C’est déjà un Grand !

Valérian

En une période calamiteuse pour la culture en France, oser réserver la grande salle du théâtre d'Orléans pour le récital d'un petit gars du pays est un pari insensé. Une folie, autant pour l'organisateur, l'association ABCD, que pour le chanteur, seul sur cette immense plateau. Pourtant, le pari a été gagné et Valérian a démontré qu'il y avait encore de l'espoir pour la chanson française malgré tous les mauvais coups de cette période où l'argent va à l'organisation de l'élection de Miss France, plutôt qu'à la culture populaire.

Il est arrivé dans le noir ; sa guitare l'attendait sur cette scène bien trop grande pour lui. Il était comme étonné de se retrouver là. La sidération ne dura pas longtemps ; bien vite il prit possession des lieux, emporta tranquillement son public pour ne plus le lâcher, tout du long d'un récital qui s'inscrit, d'ores et déjà, dans le panthéon des grands tours de chant.

C'est d'abord sa guitare qui peuple l'espace. Elle est surligneuse plus que mélodieuse. Quelques mélopées, des accords saccadés, des petites touches incertaines qui prennent un sens, créent une ambiance tout en offrant toute la place à la voix et aux paroles.
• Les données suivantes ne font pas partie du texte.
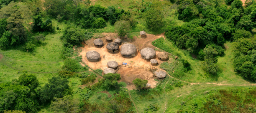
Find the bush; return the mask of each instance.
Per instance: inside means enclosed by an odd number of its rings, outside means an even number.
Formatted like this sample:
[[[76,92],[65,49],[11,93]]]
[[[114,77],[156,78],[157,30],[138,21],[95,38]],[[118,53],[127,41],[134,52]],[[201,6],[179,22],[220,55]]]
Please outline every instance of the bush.
[[[97,18],[92,24],[92,27],[96,29],[103,28],[106,26],[106,21],[102,17]]]
[[[58,72],[58,75],[62,78],[66,78],[76,76],[77,76],[77,74],[67,71],[61,71]]]
[[[234,1],[234,0],[225,0],[225,3],[226,5],[231,5],[231,3],[232,3]]]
Valérian assume le pari du solo, il fait de la musique une simple ponctuation de son tour de chant.

C'est sa voix qui est son instrument principal. Il la maîtrise parfaitement, en joue, la module, la pousse, la distord, la susurre. Il ne cesse de proposer toutes les facettes de son talent vocal au service d'une écriture tendue, travaillée, puissante et évocatrice. Il s'autorise un récital a cappella, sa guitare n'étant qu'une partenaire discrète pour habiller quelques silences.

Le spectateur est transporté. Le silence dans la salle est la preuve d'une magie qui opère, qui fascine, qui pousse à l'écoute. Valérian, au petit jeu des comparaison, suit les traces de Maîtres Jacques, sans jamais le singer, sans jamais vouloir faire du Brel. Il a trouvé sa voie, elle est exigeante et magnifique ; un grand de la chanson est en passe d'éclore sous nos yeux.

Comment évoquer son univers sans prendre le risque de décourager les moins aventureux, les plus futiles ? Bien sûr, ses récits sont un peu sombres, puissants et douloureux. C'est le propre des grands interprètes, des créateurs qui ne cherchent pas à flatter les envies et les facilités. Il arpente les chemins sinueux de l'âme, de la passion et de la vie. Il plante un décor qui ne laisse pas le spectateur indifférent.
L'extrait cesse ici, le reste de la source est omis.